I have long been familiar with that peculiar situation of being the only black female in a room full of white and often male peers and being treated as if the words I spoke had not been said – like my speech was invisible and my physical presence just barely tolerated. When I first started working in corporate public relations I would go home after a day in the office - a day of meetings and press releases and events – still shy and uncertain about what I have to offer and wander if perhaps my speech was not clear enough, not loud enough? Was I stupid? Did my words not link together to make coherent sentences? The blank stares I would receive when I offered an opinion – looks that seemed to say: “Oh God the monkey spoke!” ... I cannot deny that those looks are still burnt right into the core of me, that every time I brace myself to speak in a boardroom, in a presentation or meeting I have a moment where my voice stumbles on the memory of that blankness.
I am not every woman. I am not every black woman and I do not claim to speak for all the multitudes of black women in South Africa. But I know how I felt in those early days before I reclaimed my voice. I see that same look, that same feeling in the eyes of black women who open their mouths in places of importance, watch as they speak words with relevance and meaning, and then flinch as their audience tries desperately to pretend not to have heard them. This happens every day all the time. I remember in those first years of work my friends and I would talk about why it happened. We would have long, rich conversations where we poured out our shame and fear – where we sought reassurance from black sisters that we were not mad or dim-witted. That we could be heard, should be heard. Had to be heard.

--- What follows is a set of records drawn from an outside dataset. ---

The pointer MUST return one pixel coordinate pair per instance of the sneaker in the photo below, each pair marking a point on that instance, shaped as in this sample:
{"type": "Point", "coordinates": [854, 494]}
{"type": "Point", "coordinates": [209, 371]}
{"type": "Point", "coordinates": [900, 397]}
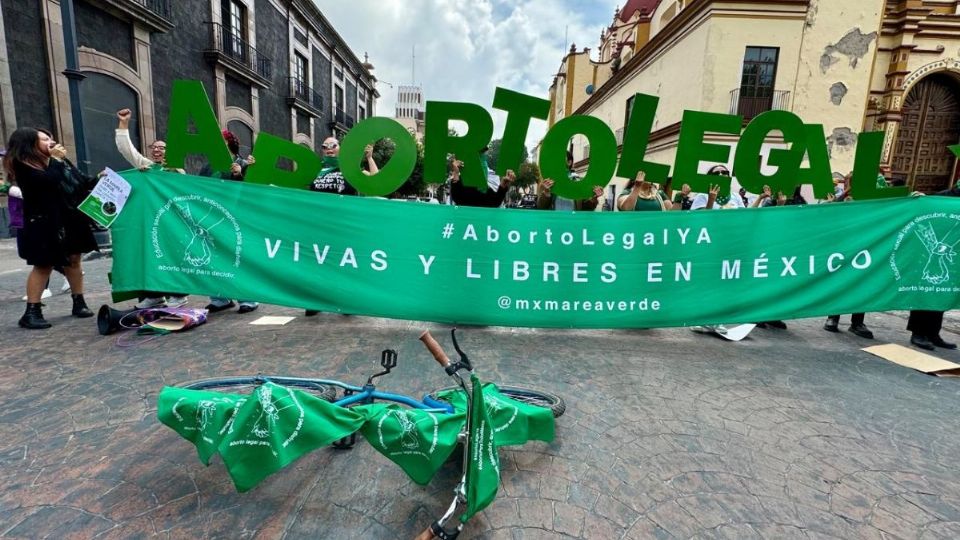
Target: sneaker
{"type": "Point", "coordinates": [46, 294]}
{"type": "Point", "coordinates": [215, 306]}
{"type": "Point", "coordinates": [148, 303]}
{"type": "Point", "coordinates": [176, 301]}
{"type": "Point", "coordinates": [861, 330]}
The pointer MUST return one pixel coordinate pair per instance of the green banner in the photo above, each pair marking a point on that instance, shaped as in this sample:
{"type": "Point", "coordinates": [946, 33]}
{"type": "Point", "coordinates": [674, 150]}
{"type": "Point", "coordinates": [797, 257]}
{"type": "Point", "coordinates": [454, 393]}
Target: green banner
{"type": "Point", "coordinates": [448, 264]}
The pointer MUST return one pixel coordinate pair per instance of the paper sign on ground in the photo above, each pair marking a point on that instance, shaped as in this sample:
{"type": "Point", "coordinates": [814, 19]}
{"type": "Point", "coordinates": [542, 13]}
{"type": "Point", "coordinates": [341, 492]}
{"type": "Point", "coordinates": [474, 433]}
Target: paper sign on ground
{"type": "Point", "coordinates": [272, 320]}
{"type": "Point", "coordinates": [107, 199]}
{"type": "Point", "coordinates": [917, 360]}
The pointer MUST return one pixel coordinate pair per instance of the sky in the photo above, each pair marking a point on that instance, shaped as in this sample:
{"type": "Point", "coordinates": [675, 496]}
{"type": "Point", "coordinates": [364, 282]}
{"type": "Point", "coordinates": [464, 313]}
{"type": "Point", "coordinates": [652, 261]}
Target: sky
{"type": "Point", "coordinates": [465, 49]}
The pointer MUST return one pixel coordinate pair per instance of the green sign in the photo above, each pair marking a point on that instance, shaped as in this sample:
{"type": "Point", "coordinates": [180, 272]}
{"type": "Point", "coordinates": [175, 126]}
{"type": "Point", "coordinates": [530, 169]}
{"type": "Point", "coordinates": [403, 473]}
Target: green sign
{"type": "Point", "coordinates": [540, 269]}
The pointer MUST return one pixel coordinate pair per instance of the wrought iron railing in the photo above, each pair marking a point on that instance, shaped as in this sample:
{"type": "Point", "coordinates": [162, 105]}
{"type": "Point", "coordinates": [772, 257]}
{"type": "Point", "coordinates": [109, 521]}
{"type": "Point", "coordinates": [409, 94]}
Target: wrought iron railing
{"type": "Point", "coordinates": [160, 7]}
{"type": "Point", "coordinates": [748, 106]}
{"type": "Point", "coordinates": [227, 41]}
{"type": "Point", "coordinates": [300, 90]}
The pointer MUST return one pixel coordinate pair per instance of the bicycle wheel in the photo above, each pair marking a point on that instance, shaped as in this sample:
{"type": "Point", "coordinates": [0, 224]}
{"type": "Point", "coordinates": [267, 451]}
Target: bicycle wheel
{"type": "Point", "coordinates": [246, 385]}
{"type": "Point", "coordinates": [526, 395]}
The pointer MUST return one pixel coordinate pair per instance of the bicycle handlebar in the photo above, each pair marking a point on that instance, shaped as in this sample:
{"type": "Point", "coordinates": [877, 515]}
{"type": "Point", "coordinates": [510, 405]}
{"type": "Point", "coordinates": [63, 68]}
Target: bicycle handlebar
{"type": "Point", "coordinates": [435, 349]}
{"type": "Point", "coordinates": [425, 535]}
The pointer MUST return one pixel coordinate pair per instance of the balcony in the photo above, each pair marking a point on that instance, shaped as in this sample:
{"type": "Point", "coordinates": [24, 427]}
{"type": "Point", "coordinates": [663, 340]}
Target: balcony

I do not know why my speech was overlooked in those early days. That is not my reason for writing this today. I write this because I want to say this to you today as a black woman who is reclaiming her voice, who is speaking out loudly and endlessly despite the blank stares and nervous laughter and cold eyes. The only way that we can move from being the soundless noisemakers; the big bootied, glossy haired business suits; the token tea-makers; the only way we can break the oppression of our voicelessness is by speaking. Speak constantly. Offer your opinions, over and over again. The temptation is to only share your soul and your grit and your liver with those same black women who have always heard you but you cannot yield to this! I urge you to speak! Living in fear of the criticism or the blank stares is simply another form of bondage. Speak and speak and speak. Write and speak some more and you will be heard and you will find liberty in your voice.